Avant une montée en charge, une migration vers Kubernetes ou un renouvellement de cluster, vos pipelines Spark méritent mieux qu’une intuition de dimensionnement. Expert Spark indépendant, je mesure puis je corrige : partitionnement, shuffle, mémoire, coût unitaire par pipeline. J’ai mené Spark sur Kubernetes en cloud privé pour des charges de production, et j’interviens aussi en correction quand des jobs s’allongent mois après mois sans cause visible.
Tuning
Le tuning commence par la mesure : chronologie des jobs, étapes de shuffle, skew des partitions, profil mémoire des exécuteurs. Suivent les correctifs : partitionnement et format des fichiers, parallélisme, gestion du cache, configuration shuffle et mémoire, partitionnement côté source. Chaque changement est validé par une mesure avant et après, sur le même jeu de données.
Benchmark
Un benchmark Spark sérieux reproduit votre charge réelle, pas un jeu de démonstration : volume, saisonnalité, concurrence des jobs. Quand un jeu de référence est utile, il est choisi pour sa proximité avec vos transformations, et les résultats restent reproductibles : environnement figé, plusieurs itérations, écart rapporté. L’objectif est un comparatif défendable devant la direction technique comme devant un fournisseur.
Scale
Monter en charge sans réécrire : autoscaling des exécuteurs, Spark sur Kubernetes, séparation des charges, priorités de files, coût unitaire par pipeline. Le plan de montée en charge inclut les seuils d’alerte et le coût marginal d’un doublement de volume, pour que la croissance se prévoie en euros plutôt qu’en heures d’incident.
Ce n’est ni du renfort d’équipe ni du développement : pour un point technique unique, la revue flash suffit.
FAQ
Pourquoi mes jobs Spark ralentissent-ils avec le temps ?
Parce que trois grandeurs croissent en silence : le volume traité, la largeur des tables et la concurrence des jobs. Un pipeline calibré sur un périmètre initial devient sous-partitionné, le shuffle grossit et le cache sature. Un audit Spark mesure ces trois grandeurs et recalcule la configuration qui correspond au volume d’aujourd’hui.
Comment mesurer un gain de performance Spark de façon crédible ?

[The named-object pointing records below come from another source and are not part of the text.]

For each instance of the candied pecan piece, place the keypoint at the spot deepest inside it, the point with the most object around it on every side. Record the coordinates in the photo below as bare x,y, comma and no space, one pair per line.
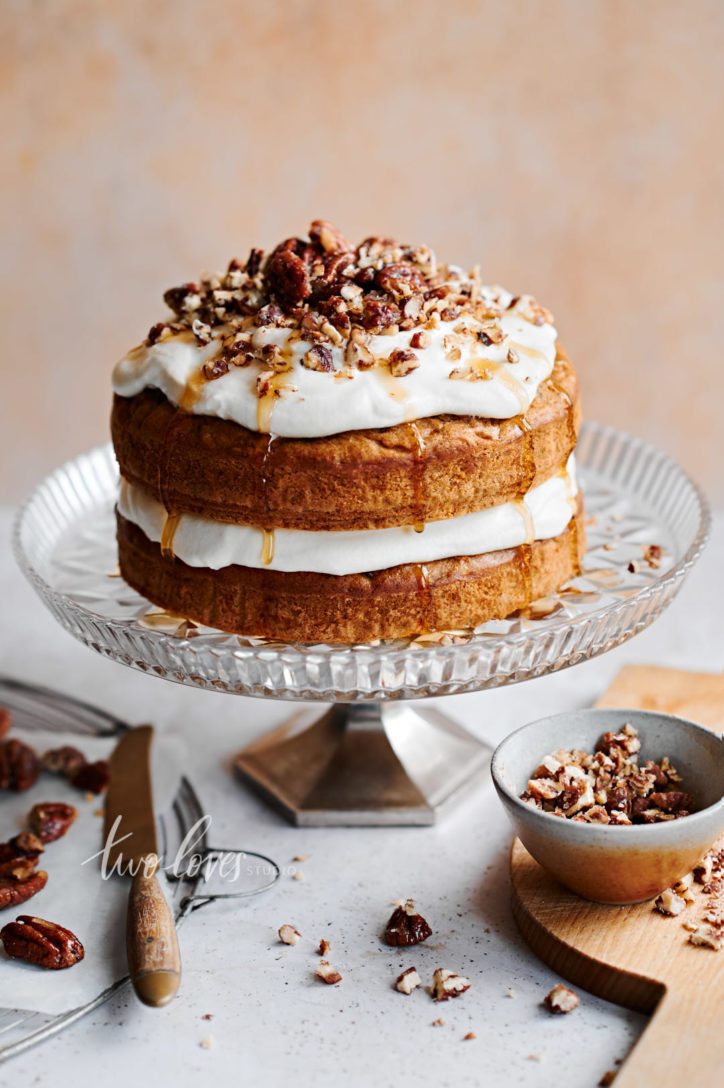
326,235
620,800
408,980
660,779
379,314
183,299
23,848
319,357
20,868
19,766
91,777
50,819
401,280
406,926
329,281
671,802
403,361
270,314
63,761
254,262
14,891
287,273
44,943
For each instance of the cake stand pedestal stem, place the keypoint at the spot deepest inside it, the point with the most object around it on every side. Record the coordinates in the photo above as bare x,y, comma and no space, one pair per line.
364,764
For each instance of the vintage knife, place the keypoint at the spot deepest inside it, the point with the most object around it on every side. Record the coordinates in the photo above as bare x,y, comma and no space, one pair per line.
151,943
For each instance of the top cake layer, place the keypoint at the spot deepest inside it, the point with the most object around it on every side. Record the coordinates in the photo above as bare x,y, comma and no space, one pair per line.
321,337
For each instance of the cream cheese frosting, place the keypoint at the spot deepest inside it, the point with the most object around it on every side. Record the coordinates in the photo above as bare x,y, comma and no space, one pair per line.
307,404
200,542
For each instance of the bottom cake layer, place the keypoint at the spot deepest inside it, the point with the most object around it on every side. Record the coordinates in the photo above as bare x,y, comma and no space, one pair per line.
399,602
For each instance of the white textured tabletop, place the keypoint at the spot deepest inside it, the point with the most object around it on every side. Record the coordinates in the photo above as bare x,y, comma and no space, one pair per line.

En figeant l’environnement et le jeu de données, en exécutant plusieurs itérations avant et après le changement, et en rapportant la médiane et l’écart plutôt que le meilleur run. Une mesure qui ne précise ni volume, ni concurrence, ni écart type ne convainc pas un audit technique.

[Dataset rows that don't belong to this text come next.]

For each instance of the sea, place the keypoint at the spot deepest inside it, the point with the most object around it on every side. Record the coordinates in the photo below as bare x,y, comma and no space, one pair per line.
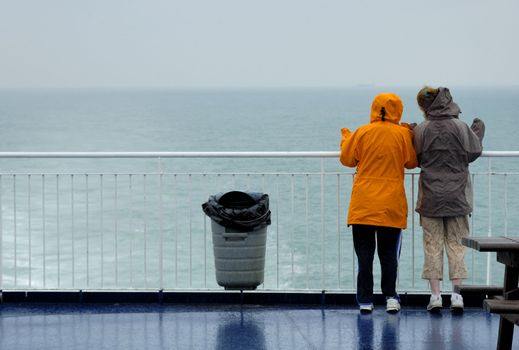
138,224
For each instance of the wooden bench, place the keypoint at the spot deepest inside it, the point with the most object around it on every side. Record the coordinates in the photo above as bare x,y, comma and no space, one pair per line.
490,291
496,306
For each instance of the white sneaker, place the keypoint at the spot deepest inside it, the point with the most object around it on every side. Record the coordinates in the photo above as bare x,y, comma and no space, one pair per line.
392,305
366,308
456,302
435,303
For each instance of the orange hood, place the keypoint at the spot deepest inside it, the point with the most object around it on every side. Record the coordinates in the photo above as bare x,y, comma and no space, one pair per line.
387,107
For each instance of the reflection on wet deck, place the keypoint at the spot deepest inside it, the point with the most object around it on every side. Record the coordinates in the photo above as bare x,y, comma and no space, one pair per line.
153,326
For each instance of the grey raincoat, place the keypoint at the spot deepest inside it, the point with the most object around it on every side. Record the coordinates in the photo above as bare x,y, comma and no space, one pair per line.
444,147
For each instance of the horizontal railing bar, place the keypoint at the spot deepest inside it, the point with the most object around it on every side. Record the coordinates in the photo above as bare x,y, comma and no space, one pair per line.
328,173
314,154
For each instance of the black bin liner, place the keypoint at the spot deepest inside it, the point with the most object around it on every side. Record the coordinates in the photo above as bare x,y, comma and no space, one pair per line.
238,210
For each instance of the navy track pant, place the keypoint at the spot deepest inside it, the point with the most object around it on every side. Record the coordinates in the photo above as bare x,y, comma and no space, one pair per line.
387,241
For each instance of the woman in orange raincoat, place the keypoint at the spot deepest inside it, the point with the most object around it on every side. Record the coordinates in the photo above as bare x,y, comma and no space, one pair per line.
378,208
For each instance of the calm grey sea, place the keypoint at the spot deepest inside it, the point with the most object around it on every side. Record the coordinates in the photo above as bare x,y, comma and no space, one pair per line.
44,232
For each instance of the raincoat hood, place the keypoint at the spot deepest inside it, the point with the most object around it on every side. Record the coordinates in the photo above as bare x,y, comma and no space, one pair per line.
443,106
387,107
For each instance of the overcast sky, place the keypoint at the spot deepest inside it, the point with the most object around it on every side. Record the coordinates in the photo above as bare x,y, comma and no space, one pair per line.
235,43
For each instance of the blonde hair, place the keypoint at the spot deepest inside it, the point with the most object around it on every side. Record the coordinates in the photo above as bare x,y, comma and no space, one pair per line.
426,97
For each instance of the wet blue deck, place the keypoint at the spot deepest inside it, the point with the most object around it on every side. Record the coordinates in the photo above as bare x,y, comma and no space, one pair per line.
155,326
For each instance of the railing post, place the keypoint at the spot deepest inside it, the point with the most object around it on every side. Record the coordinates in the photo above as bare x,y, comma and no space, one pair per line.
489,215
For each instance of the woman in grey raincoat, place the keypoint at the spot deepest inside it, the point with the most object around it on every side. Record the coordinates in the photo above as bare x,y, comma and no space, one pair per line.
444,147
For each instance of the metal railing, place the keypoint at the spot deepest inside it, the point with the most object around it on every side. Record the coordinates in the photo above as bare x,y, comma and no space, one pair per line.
129,230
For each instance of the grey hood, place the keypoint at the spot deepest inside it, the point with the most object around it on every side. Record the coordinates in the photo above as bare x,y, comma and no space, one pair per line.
443,106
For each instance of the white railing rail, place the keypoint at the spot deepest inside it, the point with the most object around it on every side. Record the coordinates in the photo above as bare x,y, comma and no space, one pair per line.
310,154
145,230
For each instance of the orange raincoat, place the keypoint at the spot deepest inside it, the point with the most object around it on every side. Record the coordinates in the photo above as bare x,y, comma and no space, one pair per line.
380,150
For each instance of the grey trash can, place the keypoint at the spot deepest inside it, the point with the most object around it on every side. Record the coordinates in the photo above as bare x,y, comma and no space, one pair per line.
239,223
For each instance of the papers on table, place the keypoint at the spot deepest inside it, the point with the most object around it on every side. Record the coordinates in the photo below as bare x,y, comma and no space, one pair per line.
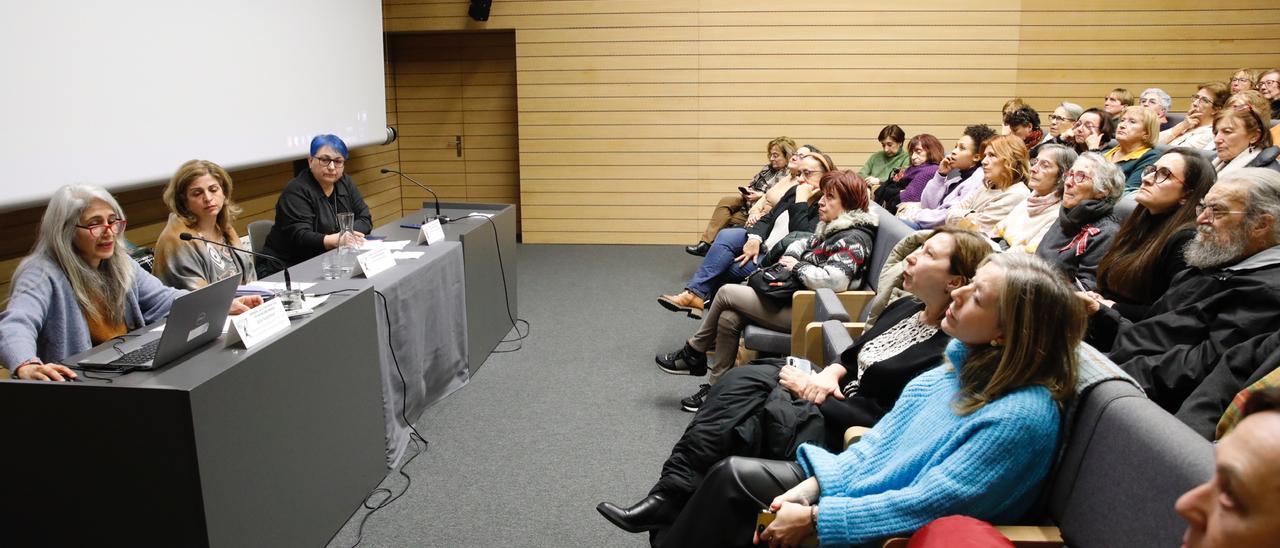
384,245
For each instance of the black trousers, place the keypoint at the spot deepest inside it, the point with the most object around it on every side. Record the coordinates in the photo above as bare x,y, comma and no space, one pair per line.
722,511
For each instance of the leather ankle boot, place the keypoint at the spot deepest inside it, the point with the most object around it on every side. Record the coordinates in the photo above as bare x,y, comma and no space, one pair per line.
650,512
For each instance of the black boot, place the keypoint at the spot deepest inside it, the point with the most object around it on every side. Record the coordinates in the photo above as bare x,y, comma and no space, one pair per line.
699,250
650,512
684,361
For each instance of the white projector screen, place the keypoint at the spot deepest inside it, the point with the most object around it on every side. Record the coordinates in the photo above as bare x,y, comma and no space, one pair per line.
120,94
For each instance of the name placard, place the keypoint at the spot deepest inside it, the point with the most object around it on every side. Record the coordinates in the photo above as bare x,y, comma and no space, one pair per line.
430,233
371,263
259,324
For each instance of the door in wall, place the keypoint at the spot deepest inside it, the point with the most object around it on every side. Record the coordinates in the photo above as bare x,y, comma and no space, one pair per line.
455,108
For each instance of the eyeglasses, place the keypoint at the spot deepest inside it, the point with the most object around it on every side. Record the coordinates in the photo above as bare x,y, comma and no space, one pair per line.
99,229
1159,176
1215,210
1078,177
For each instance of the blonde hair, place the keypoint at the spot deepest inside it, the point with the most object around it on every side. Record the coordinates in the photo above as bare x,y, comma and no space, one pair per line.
99,292
1150,123
176,193
1040,348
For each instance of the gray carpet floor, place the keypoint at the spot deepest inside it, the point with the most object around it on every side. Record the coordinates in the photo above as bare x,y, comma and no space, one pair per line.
580,414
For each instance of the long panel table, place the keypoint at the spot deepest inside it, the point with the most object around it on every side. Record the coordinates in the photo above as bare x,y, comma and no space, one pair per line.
272,446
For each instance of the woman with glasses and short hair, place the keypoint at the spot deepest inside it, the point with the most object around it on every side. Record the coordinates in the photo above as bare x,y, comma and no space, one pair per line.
1147,251
78,287
1196,131
306,214
200,202
1087,222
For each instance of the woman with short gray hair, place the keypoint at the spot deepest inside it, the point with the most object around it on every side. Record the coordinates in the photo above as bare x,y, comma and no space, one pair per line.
78,287
1087,222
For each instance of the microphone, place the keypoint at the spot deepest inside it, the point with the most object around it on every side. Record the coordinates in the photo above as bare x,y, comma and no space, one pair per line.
288,287
438,217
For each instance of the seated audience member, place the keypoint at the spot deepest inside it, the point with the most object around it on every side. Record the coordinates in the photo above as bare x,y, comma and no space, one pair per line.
1004,170
1087,222
731,210
1010,105
306,213
1239,507
906,185
1116,101
1024,124
1229,296
891,156
1243,140
1160,103
1197,129
1136,145
959,174
1061,120
736,251
974,435
856,391
78,287
1027,224
1269,83
200,204
1091,132
1244,80
835,257
1147,252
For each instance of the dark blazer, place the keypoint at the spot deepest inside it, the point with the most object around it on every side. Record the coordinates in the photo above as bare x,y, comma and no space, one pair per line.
305,215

Spark sur Kubernetes ou clusters dédiés ?
Kubernetes apporte l’autoscaling et le partage avec les autres charges, au prix d’une couche d’exécution à maîtriser. Les clusters dédiés réduisent la variance de performance. Le choix dépend de la concurrence entre jobs et de la sensibilité aux latences, et se tranche avec vos mesures, pas avec une doctrine.